While we loved the entrées and mains, both on this visit and our many previous visits, we’ve learned through experience that the desert menu does not reach the heights of the main show; so again decided that we’d get some chocolate on the walk home instead of partaking in the offered desserts.
Given that our visit was on Christmas Eve, it was unsurprisingly busy at Cornerstone with our sitting being the third sitting of the lunchtime period. Also unsurprising was that as we entered the dining room, we bumped into friends who’d just finished eating their lunch. I say unsurprising as the same thing happened the week before when we were seated next to some buddies who were just finishing up their meal.
Cornerstone is the type of ‘local’ restaurant where you’re likely to bump into people you know regularly; not though sheer coincidence, but because it’s the type of place that you can regularly visit and have an outstanding meal for a price that is unlike many great restaurants you’ll find in HK; that is, super reasonably priced. It’s not just our favourite casual dining spot, but a favourite for many!

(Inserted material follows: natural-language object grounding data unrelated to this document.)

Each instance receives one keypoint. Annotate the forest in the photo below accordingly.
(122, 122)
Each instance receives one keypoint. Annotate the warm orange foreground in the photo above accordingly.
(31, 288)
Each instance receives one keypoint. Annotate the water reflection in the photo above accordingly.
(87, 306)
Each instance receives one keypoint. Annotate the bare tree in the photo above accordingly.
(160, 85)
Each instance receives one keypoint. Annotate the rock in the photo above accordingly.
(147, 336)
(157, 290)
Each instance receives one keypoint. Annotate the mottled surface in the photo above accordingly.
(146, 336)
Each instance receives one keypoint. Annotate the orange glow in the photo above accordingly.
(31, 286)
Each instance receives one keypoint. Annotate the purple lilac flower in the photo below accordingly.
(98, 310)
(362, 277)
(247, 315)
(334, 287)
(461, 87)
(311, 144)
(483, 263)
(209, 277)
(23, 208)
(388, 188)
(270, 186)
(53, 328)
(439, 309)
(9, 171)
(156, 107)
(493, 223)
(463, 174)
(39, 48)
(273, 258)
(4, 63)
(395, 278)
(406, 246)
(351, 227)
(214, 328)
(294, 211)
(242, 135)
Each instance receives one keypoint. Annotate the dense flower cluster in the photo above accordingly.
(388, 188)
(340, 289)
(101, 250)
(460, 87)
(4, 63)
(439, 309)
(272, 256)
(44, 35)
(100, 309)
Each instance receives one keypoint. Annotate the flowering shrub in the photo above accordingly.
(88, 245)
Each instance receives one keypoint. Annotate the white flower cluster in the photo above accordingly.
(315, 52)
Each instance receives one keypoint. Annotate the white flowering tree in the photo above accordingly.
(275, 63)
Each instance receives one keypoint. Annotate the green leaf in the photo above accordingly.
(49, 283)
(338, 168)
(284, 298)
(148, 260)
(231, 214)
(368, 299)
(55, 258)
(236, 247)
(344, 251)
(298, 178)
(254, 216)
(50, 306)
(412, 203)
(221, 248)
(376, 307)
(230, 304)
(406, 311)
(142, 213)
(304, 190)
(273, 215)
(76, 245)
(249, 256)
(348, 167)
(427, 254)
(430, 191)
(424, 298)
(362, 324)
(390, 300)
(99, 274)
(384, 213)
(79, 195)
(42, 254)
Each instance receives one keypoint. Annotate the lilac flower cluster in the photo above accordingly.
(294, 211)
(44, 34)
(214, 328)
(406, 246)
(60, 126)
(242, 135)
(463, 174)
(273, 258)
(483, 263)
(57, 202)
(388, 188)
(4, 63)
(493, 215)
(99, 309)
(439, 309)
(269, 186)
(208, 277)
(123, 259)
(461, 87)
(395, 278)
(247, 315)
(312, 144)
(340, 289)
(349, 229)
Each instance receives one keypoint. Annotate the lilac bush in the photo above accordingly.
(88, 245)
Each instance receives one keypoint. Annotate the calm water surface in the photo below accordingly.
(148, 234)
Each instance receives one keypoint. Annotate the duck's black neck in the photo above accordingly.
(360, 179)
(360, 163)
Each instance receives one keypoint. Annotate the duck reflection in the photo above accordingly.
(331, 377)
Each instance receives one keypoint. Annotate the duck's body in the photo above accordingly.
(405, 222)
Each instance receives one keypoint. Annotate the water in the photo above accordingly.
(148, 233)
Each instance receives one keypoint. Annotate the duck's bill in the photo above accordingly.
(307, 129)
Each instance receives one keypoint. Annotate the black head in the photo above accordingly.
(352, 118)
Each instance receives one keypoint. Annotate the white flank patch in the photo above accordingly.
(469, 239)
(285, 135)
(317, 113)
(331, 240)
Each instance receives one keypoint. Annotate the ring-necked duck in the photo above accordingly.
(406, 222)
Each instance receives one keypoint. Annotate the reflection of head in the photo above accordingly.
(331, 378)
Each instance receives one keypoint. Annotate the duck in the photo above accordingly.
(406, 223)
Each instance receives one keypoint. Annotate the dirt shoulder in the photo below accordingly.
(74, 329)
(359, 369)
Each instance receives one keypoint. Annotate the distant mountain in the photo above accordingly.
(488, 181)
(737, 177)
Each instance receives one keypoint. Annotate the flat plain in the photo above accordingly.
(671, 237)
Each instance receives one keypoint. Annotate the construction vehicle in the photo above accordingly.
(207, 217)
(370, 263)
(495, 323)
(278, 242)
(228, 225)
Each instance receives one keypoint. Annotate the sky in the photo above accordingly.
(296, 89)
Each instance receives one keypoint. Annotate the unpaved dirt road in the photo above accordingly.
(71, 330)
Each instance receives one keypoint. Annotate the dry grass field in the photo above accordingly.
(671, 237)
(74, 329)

If you’ve never visited Cornerstone, you’re missing out. My recommendation is do yourself a favour, get along and support this amazing restaurant. In these tough and unprecedented times, supporting those little gems of restaurants has never been so important.
Oh, if you’re wondering why it’s been 953 days since I had the time to write about my dining experiences…. I can tell you I’ve had a lot on my mind since changing careers and buying into a fitness centre. You can read a little bit about it here or watch a little bit about my Covid-19 experience here
Hope to tell you about some more dining experiences soon!